This could all change with a molten salt that forms a cosolvent in a supercritical fluid. The team proposes that such a diphasic system, which they called hydrothermal molten salt technology or HyMoS, may offer new ways of dissolving and processing inorganic materials, even in continuous systems. As a proof-of-principle, they injected an aqueous solution of sodium sulfate into a stream under pressure and heated it. As expected, the sodium sulfate precipitated from the mixture. In contrast, when sodium hydroxide was added, the grains disappeared and were found dissolved in NaOH droplets. After cooling down, the diphasic system resolved to give an alkaline aqueous solution of sodium sulfate.
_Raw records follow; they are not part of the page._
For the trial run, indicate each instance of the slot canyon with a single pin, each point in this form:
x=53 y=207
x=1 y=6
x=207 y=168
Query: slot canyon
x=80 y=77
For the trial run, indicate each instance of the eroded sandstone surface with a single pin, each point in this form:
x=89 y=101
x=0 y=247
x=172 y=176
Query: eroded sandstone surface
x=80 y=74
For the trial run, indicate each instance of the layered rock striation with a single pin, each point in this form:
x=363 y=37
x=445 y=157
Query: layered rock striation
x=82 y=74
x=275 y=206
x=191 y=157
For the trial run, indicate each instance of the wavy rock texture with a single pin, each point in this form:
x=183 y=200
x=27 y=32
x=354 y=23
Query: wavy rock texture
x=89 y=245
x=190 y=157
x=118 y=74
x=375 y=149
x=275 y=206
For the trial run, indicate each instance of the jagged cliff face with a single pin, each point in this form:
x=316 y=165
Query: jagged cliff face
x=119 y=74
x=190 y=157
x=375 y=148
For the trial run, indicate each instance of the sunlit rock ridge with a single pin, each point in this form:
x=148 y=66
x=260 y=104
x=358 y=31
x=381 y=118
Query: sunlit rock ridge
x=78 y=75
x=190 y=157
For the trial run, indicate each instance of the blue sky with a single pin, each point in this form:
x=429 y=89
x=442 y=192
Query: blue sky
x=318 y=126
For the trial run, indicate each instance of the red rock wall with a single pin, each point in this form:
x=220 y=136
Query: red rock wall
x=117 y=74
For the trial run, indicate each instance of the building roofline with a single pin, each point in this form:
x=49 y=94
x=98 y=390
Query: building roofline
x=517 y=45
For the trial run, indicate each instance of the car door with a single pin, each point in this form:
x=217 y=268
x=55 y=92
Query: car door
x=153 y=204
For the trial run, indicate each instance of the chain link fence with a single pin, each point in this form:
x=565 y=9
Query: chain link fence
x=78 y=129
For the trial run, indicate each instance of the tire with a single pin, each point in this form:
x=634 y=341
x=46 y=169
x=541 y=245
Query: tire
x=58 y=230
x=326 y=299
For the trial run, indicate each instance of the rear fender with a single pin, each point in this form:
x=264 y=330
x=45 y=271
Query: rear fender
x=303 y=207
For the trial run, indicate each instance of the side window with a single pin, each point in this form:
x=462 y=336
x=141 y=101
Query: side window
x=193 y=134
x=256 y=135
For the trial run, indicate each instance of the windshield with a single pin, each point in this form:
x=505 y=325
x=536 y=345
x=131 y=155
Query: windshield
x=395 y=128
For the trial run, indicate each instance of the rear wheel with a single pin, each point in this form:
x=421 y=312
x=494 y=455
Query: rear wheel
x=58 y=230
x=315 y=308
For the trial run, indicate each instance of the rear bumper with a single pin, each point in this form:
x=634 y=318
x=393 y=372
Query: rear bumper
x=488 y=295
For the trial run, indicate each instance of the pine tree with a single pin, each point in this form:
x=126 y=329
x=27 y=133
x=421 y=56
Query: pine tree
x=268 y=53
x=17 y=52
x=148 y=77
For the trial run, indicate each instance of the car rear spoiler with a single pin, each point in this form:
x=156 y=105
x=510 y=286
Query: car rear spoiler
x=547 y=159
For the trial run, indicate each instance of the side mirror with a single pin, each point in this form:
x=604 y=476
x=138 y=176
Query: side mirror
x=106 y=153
The researchers conclude that HyMoS forms a suitable two-solvent system for supercritical water oxidation processes. It could represent a new and simple way to address the issue of clogging, which is at present usually addressed by installing elaborate reactor designs. Besides NaOH, other low-melting salts could also be investigated, though the team points out that sodium hydroxide offers advantages as a cheap, abundant, and thermally stable compound.


The researchers also propose that the two-phase supercritical fluid offers new opportunities for purely molten-salt technologies. They imagine designing hydrothermal water–salt emulsions with temperature- and pressure-tunable droplet structure for continuous applications in material synthesis, recycling, or catalysis.